"And you may love the strawberry-flower,
And love the strawberry in its bower."
Fragaria chiloensis 'Pink Panda' is a sun-loving ornamental strawberry vine which grows fairly fast, but not invasively, into a colorful groundcover peppered with one-inch bright pink flowers with yellow centers from spring right on through to November.
In our temperate climate it will even produce a few blooms in December & January despite that the greenery is getting winter-worn. It also does nicely in a mixed hanging basket or in strawberry planter urns or in window boxes.
New plants spring up from above-ground creeping stolons, & the direction of the spread can be controlled by lifting & moving these stolons where a gardener wants them, or clipping them off for a bushier central plant that can mound as high as a foot & be trained as more of a bush in lieu of a creeping grandcover vine.

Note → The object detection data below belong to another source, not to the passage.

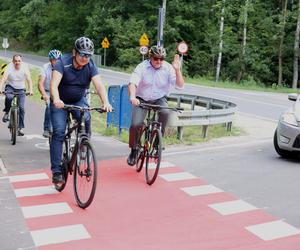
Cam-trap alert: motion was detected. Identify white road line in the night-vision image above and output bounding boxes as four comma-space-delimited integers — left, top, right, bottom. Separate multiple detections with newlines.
159, 172, 198, 181
149, 161, 175, 169
246, 220, 300, 241
181, 185, 224, 196
208, 200, 257, 215
0, 173, 49, 182
0, 158, 8, 175
21, 202, 73, 219
30, 224, 91, 247
14, 186, 59, 198
164, 138, 270, 156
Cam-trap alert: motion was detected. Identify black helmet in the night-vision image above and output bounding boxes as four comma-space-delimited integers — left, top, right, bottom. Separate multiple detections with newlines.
75, 36, 94, 55
149, 45, 167, 57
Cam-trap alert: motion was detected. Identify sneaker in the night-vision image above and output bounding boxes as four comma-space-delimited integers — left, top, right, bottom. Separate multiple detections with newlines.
127, 149, 138, 166
43, 130, 51, 138
2, 113, 9, 122
52, 172, 65, 184
18, 128, 24, 136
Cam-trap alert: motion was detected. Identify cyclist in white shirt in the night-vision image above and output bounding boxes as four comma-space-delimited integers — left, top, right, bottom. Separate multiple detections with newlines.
127, 45, 184, 166
0, 54, 33, 136
38, 49, 62, 138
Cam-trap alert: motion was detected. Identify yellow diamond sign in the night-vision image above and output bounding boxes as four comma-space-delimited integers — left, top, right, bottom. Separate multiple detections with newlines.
140, 33, 149, 46
101, 37, 109, 49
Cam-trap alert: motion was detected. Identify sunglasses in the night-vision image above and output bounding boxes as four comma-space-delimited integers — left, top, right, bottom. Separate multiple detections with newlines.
152, 57, 165, 61
77, 52, 92, 58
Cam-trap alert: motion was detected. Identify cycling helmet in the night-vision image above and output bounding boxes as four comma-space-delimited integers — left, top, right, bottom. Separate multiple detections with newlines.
75, 36, 94, 55
48, 49, 61, 60
149, 45, 167, 57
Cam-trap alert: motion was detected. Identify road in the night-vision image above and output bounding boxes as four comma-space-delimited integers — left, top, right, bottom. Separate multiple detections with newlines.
0, 49, 300, 249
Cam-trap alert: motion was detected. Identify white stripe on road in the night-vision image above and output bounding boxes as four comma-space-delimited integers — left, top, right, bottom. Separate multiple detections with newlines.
181, 185, 224, 196
246, 220, 300, 241
159, 172, 197, 181
149, 161, 175, 169
208, 200, 257, 215
21, 202, 73, 219
0, 173, 49, 182
14, 186, 59, 198
30, 224, 91, 247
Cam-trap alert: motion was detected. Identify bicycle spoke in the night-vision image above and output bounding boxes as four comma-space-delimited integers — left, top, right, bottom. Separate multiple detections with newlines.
74, 140, 97, 208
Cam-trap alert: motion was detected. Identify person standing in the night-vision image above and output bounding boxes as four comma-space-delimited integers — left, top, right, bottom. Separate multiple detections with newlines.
127, 45, 184, 166
50, 37, 112, 185
38, 49, 62, 138
0, 54, 33, 136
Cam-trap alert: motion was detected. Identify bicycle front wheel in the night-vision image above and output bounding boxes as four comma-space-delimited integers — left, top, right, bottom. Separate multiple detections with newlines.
74, 139, 97, 208
146, 129, 162, 185
9, 109, 18, 145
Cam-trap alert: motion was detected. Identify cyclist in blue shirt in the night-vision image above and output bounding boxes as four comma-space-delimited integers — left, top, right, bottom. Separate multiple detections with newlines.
50, 37, 112, 185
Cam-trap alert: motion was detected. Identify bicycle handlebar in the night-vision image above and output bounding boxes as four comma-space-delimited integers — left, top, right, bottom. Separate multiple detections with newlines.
139, 103, 184, 112
63, 104, 107, 113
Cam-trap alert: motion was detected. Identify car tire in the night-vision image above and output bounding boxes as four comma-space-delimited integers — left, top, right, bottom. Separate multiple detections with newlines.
273, 129, 296, 158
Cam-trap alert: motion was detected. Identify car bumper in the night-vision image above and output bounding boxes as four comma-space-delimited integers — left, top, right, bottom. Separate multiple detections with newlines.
277, 121, 300, 152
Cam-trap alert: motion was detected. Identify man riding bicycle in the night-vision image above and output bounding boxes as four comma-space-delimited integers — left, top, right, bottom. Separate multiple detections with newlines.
127, 45, 184, 166
50, 37, 112, 184
38, 49, 61, 138
0, 54, 33, 136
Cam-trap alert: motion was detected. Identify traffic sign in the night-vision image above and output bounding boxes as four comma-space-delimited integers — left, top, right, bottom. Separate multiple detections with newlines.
101, 37, 110, 49
1, 63, 7, 76
140, 33, 149, 46
140, 46, 148, 55
177, 42, 189, 54
2, 37, 9, 49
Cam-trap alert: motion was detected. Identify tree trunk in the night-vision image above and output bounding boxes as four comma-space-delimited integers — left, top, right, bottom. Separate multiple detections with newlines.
292, 0, 300, 89
216, 0, 226, 82
237, 0, 249, 83
278, 0, 288, 85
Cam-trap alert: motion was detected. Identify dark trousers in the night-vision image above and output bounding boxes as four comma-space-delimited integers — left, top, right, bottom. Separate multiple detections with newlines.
129, 97, 169, 149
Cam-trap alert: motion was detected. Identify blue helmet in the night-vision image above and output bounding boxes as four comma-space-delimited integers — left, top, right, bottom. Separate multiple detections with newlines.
48, 49, 61, 60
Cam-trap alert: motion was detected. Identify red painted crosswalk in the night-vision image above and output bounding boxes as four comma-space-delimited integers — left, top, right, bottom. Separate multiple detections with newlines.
3, 158, 300, 250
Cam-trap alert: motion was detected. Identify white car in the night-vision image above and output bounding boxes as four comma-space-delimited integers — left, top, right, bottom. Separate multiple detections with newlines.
273, 94, 300, 158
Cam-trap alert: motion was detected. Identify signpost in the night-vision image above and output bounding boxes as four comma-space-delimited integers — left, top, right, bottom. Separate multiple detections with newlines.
101, 37, 110, 66
2, 37, 9, 56
176, 41, 189, 70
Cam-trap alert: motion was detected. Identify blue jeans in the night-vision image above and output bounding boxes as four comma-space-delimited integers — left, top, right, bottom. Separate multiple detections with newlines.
44, 92, 52, 132
50, 97, 91, 173
3, 85, 25, 128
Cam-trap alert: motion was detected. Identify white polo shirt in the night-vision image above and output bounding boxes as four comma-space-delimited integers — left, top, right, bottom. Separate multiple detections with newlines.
130, 60, 176, 101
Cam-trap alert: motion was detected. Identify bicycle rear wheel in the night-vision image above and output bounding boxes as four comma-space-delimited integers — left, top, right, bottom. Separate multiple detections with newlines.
9, 109, 18, 145
55, 139, 70, 192
135, 128, 147, 172
146, 129, 162, 185
74, 139, 97, 208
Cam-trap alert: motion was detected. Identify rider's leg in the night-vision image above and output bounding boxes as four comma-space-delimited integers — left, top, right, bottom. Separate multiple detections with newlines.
50, 103, 67, 178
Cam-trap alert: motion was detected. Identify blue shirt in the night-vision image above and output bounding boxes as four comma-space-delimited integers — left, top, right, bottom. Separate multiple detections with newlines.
53, 54, 99, 104
129, 60, 176, 101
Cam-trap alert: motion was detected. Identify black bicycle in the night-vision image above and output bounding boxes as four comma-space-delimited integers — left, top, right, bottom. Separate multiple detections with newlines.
3, 91, 30, 145
136, 103, 182, 185
55, 105, 106, 208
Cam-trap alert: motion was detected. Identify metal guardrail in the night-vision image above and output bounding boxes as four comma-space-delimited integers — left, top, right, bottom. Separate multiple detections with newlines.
168, 94, 237, 139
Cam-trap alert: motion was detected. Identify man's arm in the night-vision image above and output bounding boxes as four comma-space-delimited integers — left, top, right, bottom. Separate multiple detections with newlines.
92, 74, 112, 112
50, 70, 65, 109
0, 70, 8, 92
172, 54, 184, 88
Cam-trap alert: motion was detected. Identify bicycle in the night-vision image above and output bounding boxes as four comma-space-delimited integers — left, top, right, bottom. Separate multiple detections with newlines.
136, 103, 182, 185
55, 104, 106, 208
3, 91, 30, 145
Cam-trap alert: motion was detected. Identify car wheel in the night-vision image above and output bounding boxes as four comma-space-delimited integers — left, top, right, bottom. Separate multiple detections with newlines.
273, 129, 296, 158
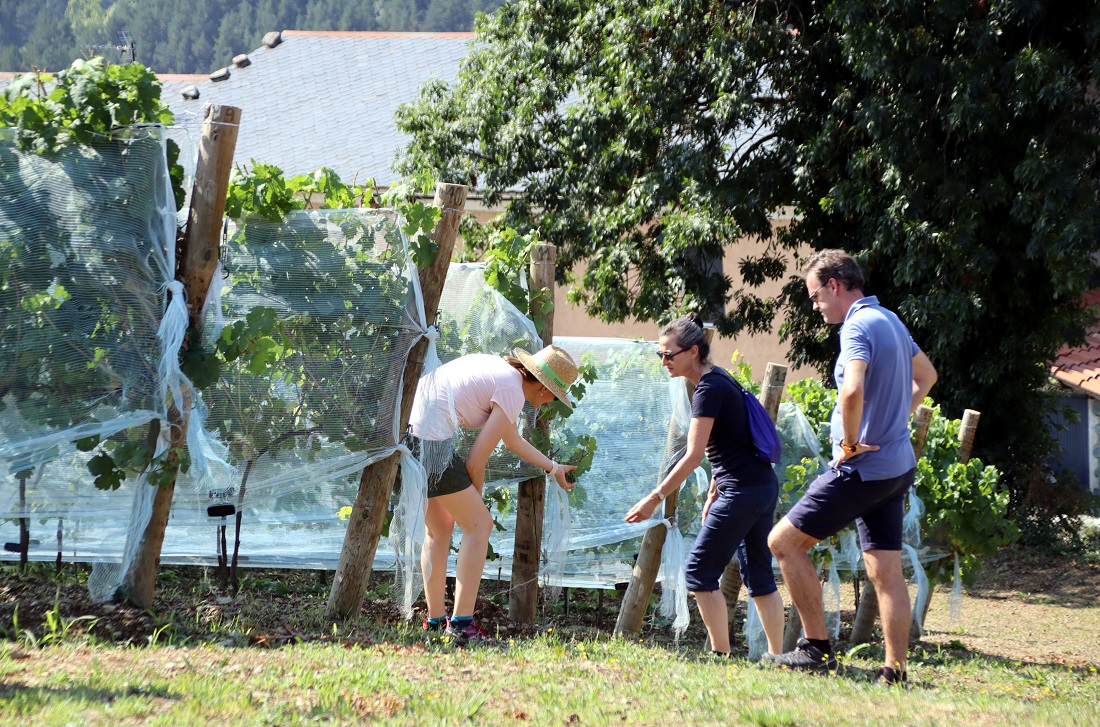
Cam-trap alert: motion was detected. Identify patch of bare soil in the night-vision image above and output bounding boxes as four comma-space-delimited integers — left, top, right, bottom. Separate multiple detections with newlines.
923, 550, 1100, 665
0, 550, 1100, 665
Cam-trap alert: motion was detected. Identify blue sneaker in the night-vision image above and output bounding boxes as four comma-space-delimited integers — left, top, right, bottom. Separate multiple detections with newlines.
760, 639, 837, 674
444, 621, 493, 647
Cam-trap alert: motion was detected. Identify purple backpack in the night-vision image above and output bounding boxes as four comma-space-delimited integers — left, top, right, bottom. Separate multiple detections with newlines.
717, 366, 783, 464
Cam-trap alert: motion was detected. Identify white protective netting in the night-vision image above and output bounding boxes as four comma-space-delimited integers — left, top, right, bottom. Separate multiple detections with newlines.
0, 126, 186, 593
0, 128, 946, 633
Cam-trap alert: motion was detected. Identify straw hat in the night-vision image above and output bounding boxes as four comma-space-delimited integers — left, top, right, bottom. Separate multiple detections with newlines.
514, 344, 576, 409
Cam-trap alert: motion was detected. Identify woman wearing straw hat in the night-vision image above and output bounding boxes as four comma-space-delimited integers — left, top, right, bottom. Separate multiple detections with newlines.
410, 345, 578, 646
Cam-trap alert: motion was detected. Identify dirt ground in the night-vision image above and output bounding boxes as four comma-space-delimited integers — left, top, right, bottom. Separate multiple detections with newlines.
0, 550, 1100, 665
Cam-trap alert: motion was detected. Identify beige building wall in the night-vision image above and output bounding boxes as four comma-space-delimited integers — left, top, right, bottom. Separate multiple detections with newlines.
466, 198, 809, 381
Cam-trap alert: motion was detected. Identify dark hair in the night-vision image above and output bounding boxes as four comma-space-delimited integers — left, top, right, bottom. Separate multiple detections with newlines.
504, 356, 540, 384
802, 250, 864, 290
659, 313, 711, 363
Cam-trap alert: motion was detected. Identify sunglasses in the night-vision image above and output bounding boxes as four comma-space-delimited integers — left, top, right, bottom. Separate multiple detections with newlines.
657, 349, 688, 361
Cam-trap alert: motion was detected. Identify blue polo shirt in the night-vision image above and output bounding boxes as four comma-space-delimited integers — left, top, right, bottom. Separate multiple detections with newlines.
832, 296, 921, 482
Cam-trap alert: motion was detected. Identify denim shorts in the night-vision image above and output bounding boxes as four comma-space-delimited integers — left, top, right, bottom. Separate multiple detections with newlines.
428, 452, 474, 497
684, 482, 779, 597
787, 467, 916, 550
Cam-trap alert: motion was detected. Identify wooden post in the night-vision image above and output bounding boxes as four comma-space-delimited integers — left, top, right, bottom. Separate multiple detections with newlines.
958, 409, 981, 464
760, 363, 787, 422
17, 472, 27, 573
707, 363, 787, 648
120, 106, 241, 608
508, 244, 554, 624
614, 327, 714, 636
913, 404, 932, 460
909, 409, 981, 641
848, 579, 879, 643
326, 184, 466, 619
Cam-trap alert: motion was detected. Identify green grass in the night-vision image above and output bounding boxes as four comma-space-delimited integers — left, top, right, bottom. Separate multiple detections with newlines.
0, 628, 1100, 727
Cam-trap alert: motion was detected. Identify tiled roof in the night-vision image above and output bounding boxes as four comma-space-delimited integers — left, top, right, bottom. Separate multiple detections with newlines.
0, 31, 474, 186
1051, 290, 1100, 398
162, 31, 474, 186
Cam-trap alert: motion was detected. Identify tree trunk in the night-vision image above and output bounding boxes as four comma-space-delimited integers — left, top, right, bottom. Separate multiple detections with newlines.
326, 184, 466, 619
121, 106, 241, 608
508, 244, 558, 624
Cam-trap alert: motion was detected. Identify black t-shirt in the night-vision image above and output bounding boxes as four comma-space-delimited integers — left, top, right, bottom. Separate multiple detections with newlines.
691, 366, 778, 487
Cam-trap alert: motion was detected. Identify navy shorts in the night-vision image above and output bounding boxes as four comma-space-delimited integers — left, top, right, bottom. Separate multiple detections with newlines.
787, 467, 916, 550
684, 483, 779, 597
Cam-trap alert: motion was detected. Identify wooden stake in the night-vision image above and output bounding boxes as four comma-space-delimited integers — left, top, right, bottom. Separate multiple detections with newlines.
848, 579, 879, 643
119, 106, 241, 608
913, 404, 932, 460
958, 409, 981, 464
909, 409, 981, 641
326, 184, 466, 619
614, 328, 714, 636
508, 244, 554, 624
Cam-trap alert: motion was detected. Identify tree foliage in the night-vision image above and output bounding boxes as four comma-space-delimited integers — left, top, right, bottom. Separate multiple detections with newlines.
398, 0, 1100, 488
0, 0, 501, 74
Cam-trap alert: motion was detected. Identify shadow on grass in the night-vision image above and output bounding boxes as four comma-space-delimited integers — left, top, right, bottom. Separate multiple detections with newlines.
0, 682, 179, 708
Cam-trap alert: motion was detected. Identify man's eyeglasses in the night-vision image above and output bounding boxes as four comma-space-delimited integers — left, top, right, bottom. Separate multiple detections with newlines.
657, 349, 688, 361
810, 278, 833, 302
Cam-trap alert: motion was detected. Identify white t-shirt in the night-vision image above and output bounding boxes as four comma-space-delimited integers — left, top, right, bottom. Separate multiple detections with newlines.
409, 353, 525, 441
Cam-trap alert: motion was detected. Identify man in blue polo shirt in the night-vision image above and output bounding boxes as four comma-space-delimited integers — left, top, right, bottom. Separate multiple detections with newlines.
765, 250, 936, 684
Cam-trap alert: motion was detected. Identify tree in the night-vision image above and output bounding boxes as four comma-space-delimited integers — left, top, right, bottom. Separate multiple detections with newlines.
398, 0, 1100, 492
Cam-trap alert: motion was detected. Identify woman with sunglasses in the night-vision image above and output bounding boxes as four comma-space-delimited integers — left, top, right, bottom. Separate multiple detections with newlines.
409, 345, 578, 646
625, 313, 783, 656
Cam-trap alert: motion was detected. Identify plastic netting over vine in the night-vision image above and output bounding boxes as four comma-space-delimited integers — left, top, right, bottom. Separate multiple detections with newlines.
0, 126, 186, 589
0, 151, 946, 624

It prefers temperate seasons & is a moribund evergreen in winter, thus has year-round groundcover value, though it will die back much more in colder climates.
The natural wild F. chiloensis has white blooms, not pink, & 'Pink Panda' with bright pink blooms is hybridized with Potentilla palustris, hence occasionally called "Strawberry Potentilla." Another commonly offered variety of ornamental strawberry is named 'Lipstick' with a slightly different hybrid history, Fragaria ananassa x P. palustris.
'Pink Panda' was developed by "Blooms of Bressingham" in England. It still looks entirely like a strawberry rather than a potentilla, but with more vigorous evergreen capacity & deeply colored blossoms. It has a weakened smaller fruit, since it gives more of its energy to producing the blooms.
Less than half the blooms produce tiny bright-red strawberry fruits, but that's still a considerable number of fruits. These are sweet & tasty though too small to make much of a harvest.
If fruits are permitted to ripen the blooms may become fewer, but it's worth it for the occasional strawberry to pop in one's mouth while gardening. Pick them as quicky as possible, so that the plant continues in bloom deep into autumn or even into winter. The far fewer "out of season" blooms do not produce fruit of course.
Though the vines spread fastest in warm weather, the flowers last longer with a little shade, especially in the hottest afternoon. It likes moist well drained ordinary soil, but is highly adaptable, & after its first year is drought tolerant, though of course leafier & more flowery with adequate waterings.